Although it seems this booming port city is functioning at the speed of light, it also conjures up an charming old-world character, boasting historically significant Art Deco and Renaissance buildings, particularly around the celebrated Bund and in the leafy former French Concession area and a breadth of experiences that will give you a taste of a bygone era and allow you to get acquainted with the city at your desired pace.

The city of fantastic aesthetics

Over the years, Shanghai has seduced sojourners with an intoxicating East-meets-West fusion with good reason. As you explore the city, you will instantly be struck by its iconic skyline,which comprises astonishingly tall skyscrapers. While the most distinctive of them remains the LED-illuminated Oriental Pearl Tower, the limelight can be easily stolen by Shanghai World Financial Centre, which not only boasts one of the world’s highest observation decks, but is also home to 100 Century Avenue, an elegant restaurant cum sky bar located on the 91st floor, from where you can enjoy dizzyingly spectacular vistas of the cityscape and ships drifting languidly on Huangpu River.

Towering, futuristic buildings are indeed quintessential to this sprawling metropolis, but if you are inquisitive about its future architectural demeanour, head to Shanghai Urban Planning Exhibition Hall, which features a miniature replica of the Shanghaito- come; a visit will trigger an instant vision about what the “Pearl of the Orient” will look like by 2020.

While it’s obvious that architecture enthusiasts are in seventh heaven here, art aficionados, too, are treated to a slew of renowned contemporary art museums as Shanghai is flourishing as a creative hub. A visit to Rockbund Art Museum, located in a 1932 Art Deco house on the northern end of the Bund, will reveal fascinating permanent and temporary exhibitions and a diverse range of events while the gargantuan Power Station of Art housed in a 19th-century power station takes pride in having played host of the Shanghai Biennale and, today, still continues to dazzle with its distinctive exhibitions.

For a taste of the past, don’t hesitate to drop by Shikumen Wulixiang Museum, an open-air museum that showcases traditional homes or shikumen from the mid-19th century. After your cultural immersion, head out to the manicured Zuibaichi, a quiet respite far from the madding city crowd. It may not be as famous as the classic Ming Dynasty Yuyuan Garden, but Zuibaichi garden has its share of excellent traditional Chinese landscaping and is peppered with beautiful pagoda-style structures.

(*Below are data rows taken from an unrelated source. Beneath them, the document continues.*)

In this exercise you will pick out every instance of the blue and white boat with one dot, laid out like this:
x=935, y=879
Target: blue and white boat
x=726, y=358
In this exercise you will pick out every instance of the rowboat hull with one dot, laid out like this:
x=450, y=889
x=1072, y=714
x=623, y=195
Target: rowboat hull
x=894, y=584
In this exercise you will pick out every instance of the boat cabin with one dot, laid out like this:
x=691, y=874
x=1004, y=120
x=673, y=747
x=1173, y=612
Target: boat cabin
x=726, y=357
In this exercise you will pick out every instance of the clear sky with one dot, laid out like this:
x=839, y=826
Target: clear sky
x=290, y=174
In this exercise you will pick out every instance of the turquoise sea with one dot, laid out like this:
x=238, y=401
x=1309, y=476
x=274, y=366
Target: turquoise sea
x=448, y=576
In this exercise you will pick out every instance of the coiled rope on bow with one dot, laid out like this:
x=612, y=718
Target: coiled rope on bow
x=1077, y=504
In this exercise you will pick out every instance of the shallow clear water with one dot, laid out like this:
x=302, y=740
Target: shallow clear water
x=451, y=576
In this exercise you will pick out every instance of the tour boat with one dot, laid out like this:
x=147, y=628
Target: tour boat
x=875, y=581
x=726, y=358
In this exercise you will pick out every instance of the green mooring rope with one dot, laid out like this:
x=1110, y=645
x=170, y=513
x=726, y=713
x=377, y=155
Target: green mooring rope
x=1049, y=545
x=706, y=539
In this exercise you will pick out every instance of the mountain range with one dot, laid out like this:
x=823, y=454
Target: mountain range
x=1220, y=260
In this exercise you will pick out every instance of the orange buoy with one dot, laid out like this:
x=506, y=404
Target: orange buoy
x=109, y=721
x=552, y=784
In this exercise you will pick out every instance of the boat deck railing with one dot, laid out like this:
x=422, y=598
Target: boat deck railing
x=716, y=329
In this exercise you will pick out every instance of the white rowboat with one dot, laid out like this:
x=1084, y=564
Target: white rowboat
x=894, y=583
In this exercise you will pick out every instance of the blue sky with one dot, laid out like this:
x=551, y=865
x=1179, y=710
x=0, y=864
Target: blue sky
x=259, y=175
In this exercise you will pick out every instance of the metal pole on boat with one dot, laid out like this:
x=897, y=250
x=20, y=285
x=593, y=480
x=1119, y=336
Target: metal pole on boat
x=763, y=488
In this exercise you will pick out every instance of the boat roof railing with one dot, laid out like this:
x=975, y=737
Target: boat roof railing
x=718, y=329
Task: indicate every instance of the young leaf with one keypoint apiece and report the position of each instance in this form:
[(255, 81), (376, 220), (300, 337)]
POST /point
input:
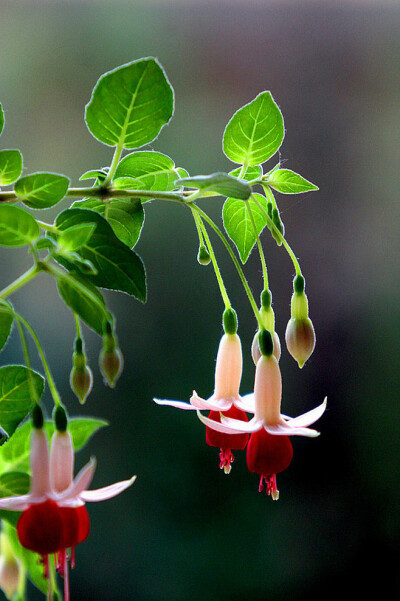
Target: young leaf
[(17, 226), (152, 170), (6, 323), (16, 385), (10, 166), (14, 483), (14, 455), (1, 118), (130, 105), (252, 172), (255, 132), (239, 226), (118, 267), (221, 183), (289, 182), (75, 237), (125, 215), (41, 190), (84, 304)]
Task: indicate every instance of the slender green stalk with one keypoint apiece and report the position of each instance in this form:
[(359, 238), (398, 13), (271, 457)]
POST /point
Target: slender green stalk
[(210, 249), (272, 225), (49, 377), (259, 246), (235, 262), (21, 281)]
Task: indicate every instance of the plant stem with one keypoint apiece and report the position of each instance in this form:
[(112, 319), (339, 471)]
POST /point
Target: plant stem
[(272, 225), (21, 281), (235, 262), (259, 246), (210, 249), (49, 377)]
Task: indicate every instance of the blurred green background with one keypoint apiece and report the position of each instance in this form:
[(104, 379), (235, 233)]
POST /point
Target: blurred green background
[(185, 531)]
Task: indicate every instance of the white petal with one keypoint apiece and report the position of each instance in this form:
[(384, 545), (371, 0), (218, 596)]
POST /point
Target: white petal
[(310, 417), (107, 492), (19, 503), (287, 430), (212, 404), (227, 429), (178, 404), (80, 483)]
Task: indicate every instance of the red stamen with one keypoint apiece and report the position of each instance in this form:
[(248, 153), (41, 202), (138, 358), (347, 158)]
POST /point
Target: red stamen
[(226, 458)]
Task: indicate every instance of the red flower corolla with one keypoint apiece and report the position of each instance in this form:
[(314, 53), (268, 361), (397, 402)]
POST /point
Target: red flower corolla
[(54, 517), (268, 455), (225, 400)]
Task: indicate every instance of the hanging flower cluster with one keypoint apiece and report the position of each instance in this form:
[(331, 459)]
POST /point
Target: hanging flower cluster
[(54, 519), (269, 450)]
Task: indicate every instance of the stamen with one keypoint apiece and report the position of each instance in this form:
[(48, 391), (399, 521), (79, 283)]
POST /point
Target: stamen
[(270, 486), (226, 459)]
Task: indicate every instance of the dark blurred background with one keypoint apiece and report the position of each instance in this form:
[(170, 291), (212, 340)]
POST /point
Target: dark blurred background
[(185, 531)]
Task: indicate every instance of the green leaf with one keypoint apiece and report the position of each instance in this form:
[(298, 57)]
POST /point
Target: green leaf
[(17, 226), (1, 118), (125, 215), (83, 303), (252, 172), (130, 105), (255, 132), (6, 323), (17, 386), (10, 166), (75, 237), (41, 190), (118, 267), (221, 183), (14, 483), (289, 182), (14, 455), (239, 226), (152, 170)]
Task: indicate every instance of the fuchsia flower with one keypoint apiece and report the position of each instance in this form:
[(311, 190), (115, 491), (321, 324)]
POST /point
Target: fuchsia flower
[(269, 450), (54, 517), (225, 400)]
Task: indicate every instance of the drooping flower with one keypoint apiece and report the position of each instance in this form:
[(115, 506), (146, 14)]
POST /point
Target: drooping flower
[(54, 517), (225, 400)]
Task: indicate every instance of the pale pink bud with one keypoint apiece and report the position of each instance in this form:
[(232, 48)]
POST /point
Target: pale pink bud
[(255, 348), (300, 339), (61, 461), (229, 365), (39, 460), (268, 391)]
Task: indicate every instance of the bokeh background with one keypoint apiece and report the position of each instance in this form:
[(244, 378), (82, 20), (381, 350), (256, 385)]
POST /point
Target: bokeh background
[(185, 531)]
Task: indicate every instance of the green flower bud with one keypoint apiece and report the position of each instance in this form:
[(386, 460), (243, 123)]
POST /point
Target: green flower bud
[(230, 321), (300, 339), (111, 364), (81, 382), (203, 256), (255, 347), (81, 377)]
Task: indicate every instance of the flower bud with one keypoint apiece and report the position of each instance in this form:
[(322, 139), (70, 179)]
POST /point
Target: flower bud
[(255, 348), (111, 364), (81, 377), (300, 339), (9, 575), (203, 256)]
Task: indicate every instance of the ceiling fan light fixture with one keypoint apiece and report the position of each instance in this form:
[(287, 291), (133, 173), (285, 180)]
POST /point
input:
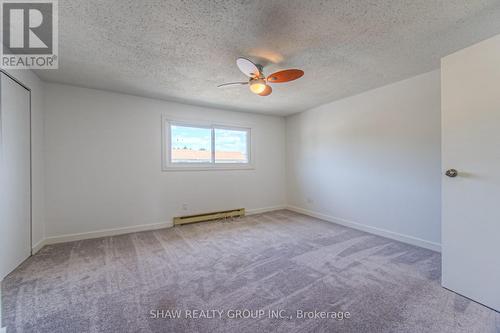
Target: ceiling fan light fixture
[(266, 91), (258, 86)]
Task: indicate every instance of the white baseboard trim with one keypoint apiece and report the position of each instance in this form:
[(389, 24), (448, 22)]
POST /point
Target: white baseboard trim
[(372, 230), (37, 247), (264, 210), (126, 230), (99, 233)]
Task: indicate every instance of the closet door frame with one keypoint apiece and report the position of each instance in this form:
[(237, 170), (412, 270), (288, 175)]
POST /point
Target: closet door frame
[(10, 76)]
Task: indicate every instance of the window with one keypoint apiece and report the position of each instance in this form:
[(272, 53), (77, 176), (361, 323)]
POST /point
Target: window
[(190, 146)]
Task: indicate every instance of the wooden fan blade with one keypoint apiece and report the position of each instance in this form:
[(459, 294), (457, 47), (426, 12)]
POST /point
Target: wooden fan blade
[(231, 84), (285, 76), (247, 67), (266, 91)]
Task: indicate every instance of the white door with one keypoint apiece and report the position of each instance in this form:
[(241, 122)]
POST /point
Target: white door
[(471, 145), (15, 173)]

Cultural bonanza for young and old

After satiating your aesthetic appetite, it’s time to get culturally intimate with Shanghai; start by touring the city from the sidecar of a vintage 1950s-era Chang Jiang military motorcycle manoeuvred by a driver that doubles as a savvy guide. Organised by Shanghai Insiders, this unique tour allows you to take a spin in sleek-looking vehicles and guarantees a different interaction with the city based on interests such as cuisine, photography, architecture and Chinese culture – a ride to remember indeed! If you fancy performances, let yourself be transported to another world by attending ERA – Intersection of Time at Shanghai Circus World, perhaps Shanghai’s most extreme yet visually compelling acrobatics show. You will be swept off your feet by seemingly impossible somersaults and acrobatic jumps performed by ‘superhumans’ who convey truly inspiring visual poetry through their movements.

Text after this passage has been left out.